趙俞文問:“你剛剛的比賽我看到了,騎得不錯,今天那些騎手可都是專業的,想請教下,你是怎麼騎那麼快的?”

翡玉給馬喂胡蘿蔔的動作微頓,她有些不好意思。

“我比其他騎手要輕,但主要還是靠飛飛,我只要抓緊韁繩,信任它一直加速就行。”

趙俞文挑眉,想到比賽時的情況,明白了。那些騎手本身只是拿錢辦事,並不熟悉和信任自己騎的馬,要贏他們,她那不要命的速度才是關鍵。

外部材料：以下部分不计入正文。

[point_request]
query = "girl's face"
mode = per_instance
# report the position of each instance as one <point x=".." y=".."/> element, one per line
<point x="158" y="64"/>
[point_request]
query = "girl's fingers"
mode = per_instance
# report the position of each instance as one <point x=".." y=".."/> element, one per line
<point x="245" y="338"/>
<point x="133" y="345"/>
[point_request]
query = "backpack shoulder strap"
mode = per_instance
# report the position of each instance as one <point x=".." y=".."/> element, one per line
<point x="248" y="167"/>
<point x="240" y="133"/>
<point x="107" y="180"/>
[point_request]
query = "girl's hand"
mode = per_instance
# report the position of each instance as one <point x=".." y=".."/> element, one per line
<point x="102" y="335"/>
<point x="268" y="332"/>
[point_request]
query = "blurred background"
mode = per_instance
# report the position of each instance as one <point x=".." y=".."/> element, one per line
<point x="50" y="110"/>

他再掃視著馬廄,這裡有幾匹賽後休息的馬,但只有她來給馬喂吃的、刷毛,交流感情。

他眼神閃了閃,想到剛剛她說找工作的事。

“你要找工作?有興趣來我俱樂部嗎?我這還是很缺人的。”

又補充:“開價很高。”

翡玉有些愣住,隨即揚起笑,“真的?可以嗎?”

這可對她太及時了!

女孩一笑,像是妖花綻放,讓趙俞文有片刻的怔愣。

他喉嚨動了動,也笑起來,“當然可以。”

翡玉和趙俞文聊完,再給飛飛刷完毛後,就往回走,想著傅臣淵也該完事了。

不料,卻被嚴放堵在走廊拐角。

翡玉疑惑地看著他,“嚴先生,您這是?”

嚴放打量著害他輸了賭注的女人,再想到傅臣淵跟他要車鑰匙的畫面,他勾起嘴角,附身靠近。

“翡玉是吧,離開傅臣淵,跟我,如何?”

翡玉秀眉輕皺,“什麼?”

嚴放上前一步,再次靠近,“你是因為錢才待在傅臣淵身邊的吧,我也給你錢,傅臣淵給多少,我給雙倍,離開他,跟我,怎麼樣?”

很誘人,但…

翡玉身體微微往後仰,她並不怎麼了解嚴放,但從他和車禍後的傅臣淵鬧翻這個事情來看,這人人品不太行,說的話可信度不高。

男人接著勸說,語氣曖昧。

“傅臣淵現在都殘了,他給的了你想要的嗎?不如跟個正常男人…”

他帶著挑逗的意味,翡玉沉著臉,拒絕。

“抱歉,嚴先生,您找別人吧。”

嚴放眉頭一挑,嗤笑,“他都殘了,你還不離不棄?不會是喜歡他吧?喜歡一個廢人?怎麼想的?”

他左一個殘,右一個廢,很不尊重人。

翡玉沒了耐心,隨口說道:“對,我就是喜歡傅先生,另外,就算我不喜歡他,也不會跟您。”

“像您這種朋友遇難就落井下石的人,我沒興趣。”

嚴放卻突然變得猙獰。

“你懂個屁!還真以為他是個什麼好人啊?我屁顛屁顛捧他臭腳,又花錢搭人脈做局,誰想到我的面子他給都不給!”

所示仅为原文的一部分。